# Learning a language for classical music?



## Manok (Aug 29, 2011)

I've been obsessed with classical music since I was 3, and I've been wondering is it possible to learn enough of the major classical music languages (I mean the non English ones, I don't need to learn English obviously. I consider them: Italian, German, and French, to at least get the gist of operas and songs without subtitles or translations? Do opera singers learn what they are singing, or do they merely learn the proper pronunciation? I consider myself near fluent in French, though I didn't learn it for classical music purposes.


----------



## kyriekyr (May 8, 2019)

Learning the basic of Latin and then Italian can be very enjoyable, if you're into foreign languages. By the way, it will help you to study other European languages. I can recommend one good Italian language school in Sanremo, they have several courses for studying Italian.


----------



## jenspen (Apr 25, 2015)

Manok said:


> ....is it possible to learn enough of the major classical music languages (I mean the non English ones, I don't need to learn English obviously. I consider them: Italian, German, and French, to at least get the gist of operas and songs without subtitles or translations?

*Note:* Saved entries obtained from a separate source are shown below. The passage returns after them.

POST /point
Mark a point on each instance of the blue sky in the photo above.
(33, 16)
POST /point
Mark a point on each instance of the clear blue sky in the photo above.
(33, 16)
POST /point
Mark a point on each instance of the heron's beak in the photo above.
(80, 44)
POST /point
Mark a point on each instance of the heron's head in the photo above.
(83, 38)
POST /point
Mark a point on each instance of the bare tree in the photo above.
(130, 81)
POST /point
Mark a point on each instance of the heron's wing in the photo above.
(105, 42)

My advice about opera would not be worth much but, in my personal experience as a chorister: Having studied Latin, French and some Italian at school and a quite a bit of French as an undergraduate, has made the texts of a lot of choral music, particularly early music, more meaningful to me and much more memorable than they are for the monoglots in the group

Though French is my first second language, I can't understand sung French without having had a close read of the text first. The sounds of Italian are much easier on an English speaker's ear.

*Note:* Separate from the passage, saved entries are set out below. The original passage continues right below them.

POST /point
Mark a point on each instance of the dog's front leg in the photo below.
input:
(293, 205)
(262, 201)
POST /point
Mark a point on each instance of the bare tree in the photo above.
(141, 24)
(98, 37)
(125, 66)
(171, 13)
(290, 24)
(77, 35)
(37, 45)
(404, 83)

But! one of the best decisions I have made in my whole life was to take an adult distance course in German. My ears were opened to Lieder and Bach cantatas and Passions - the great vocal music of the world.


----------



## brahmsgirl (Apr 4, 2019)

As a huge italian opera fan(girl), I - very slowly, by my own (with some coursebook and italian movies / tv shows) - learn italian. I'm still the beginner, but my goal is to sit comfortable in italian opera houses and just soak the music and libretto without constantly looking onto the translation screen (I do it, even though I "know" the original lyrics and the plot).


----------